Your Friends

I think in the future, one of the criteria I’ll have for a person in power is, “Who are your friends?” If your friends are uniformly rich businesspeople, focused on getting ever richer, then you see regulations, unions, etc. as a problem because they want to do X to increase their wealth, and are frustrated by it. If they’re your friends, you empathize with their frustration, and trying to fix those frustrations makes sense.

On the other hand, if your friends are working class people, whose problems are paying the bills on a day-to-day basis – who work hard and barely get by, who strive and strive and the door of opportunity is repeatedly slammed in their face, then you empathize with those problems and want to fix them.

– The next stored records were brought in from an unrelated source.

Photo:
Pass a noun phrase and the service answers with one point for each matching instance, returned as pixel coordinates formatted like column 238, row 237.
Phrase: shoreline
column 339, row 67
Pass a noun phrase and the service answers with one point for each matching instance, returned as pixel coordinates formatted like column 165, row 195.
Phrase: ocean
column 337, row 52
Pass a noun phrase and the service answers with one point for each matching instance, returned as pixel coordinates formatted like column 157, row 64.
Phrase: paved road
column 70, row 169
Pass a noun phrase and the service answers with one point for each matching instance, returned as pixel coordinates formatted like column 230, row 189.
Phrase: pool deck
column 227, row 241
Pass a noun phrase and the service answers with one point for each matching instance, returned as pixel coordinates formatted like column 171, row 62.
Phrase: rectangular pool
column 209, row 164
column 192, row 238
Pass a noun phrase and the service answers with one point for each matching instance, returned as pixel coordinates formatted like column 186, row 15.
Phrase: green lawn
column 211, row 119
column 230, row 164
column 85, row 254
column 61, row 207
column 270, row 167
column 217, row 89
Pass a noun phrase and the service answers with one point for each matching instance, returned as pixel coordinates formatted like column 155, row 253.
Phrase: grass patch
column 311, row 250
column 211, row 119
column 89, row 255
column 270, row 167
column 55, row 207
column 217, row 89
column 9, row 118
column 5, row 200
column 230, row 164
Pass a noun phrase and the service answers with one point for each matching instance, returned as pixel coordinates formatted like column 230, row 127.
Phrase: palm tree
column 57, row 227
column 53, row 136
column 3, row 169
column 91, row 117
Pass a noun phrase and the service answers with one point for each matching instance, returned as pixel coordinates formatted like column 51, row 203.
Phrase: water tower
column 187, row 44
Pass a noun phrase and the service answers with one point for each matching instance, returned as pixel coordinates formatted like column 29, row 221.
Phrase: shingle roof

When I see the current power players going for deregulation, undermining labor and environmental laws, etc. – on a personal level, I suppose I get it. Your friends don’t like those things. They don’t live in the environment they’re poisoning. They aren’t being exploited by management , etc. You see the effects of these things through the lens of their lives, and they’re not a problem. The people who are choking on smog, who are working 16+ hour days to survive – you don’t know any of them, even if you’re employing hundreds of them. And it seems evil. But I get it. It’s invisible. Your friends are what you’re worried about first and foremost. That’s true of everyone, to varying degrees.

So if you want a position of power, show me who your friends are. You may be a great person, but if the only people you know are millionaires and billionaires, I can say with certainty that in my eyes, you’re not qualified for the job, because you can’t understand what the job is.

If you’re in public service, you have to know what pain the public feels. You have to be friends with at least something like a representative sample of the public.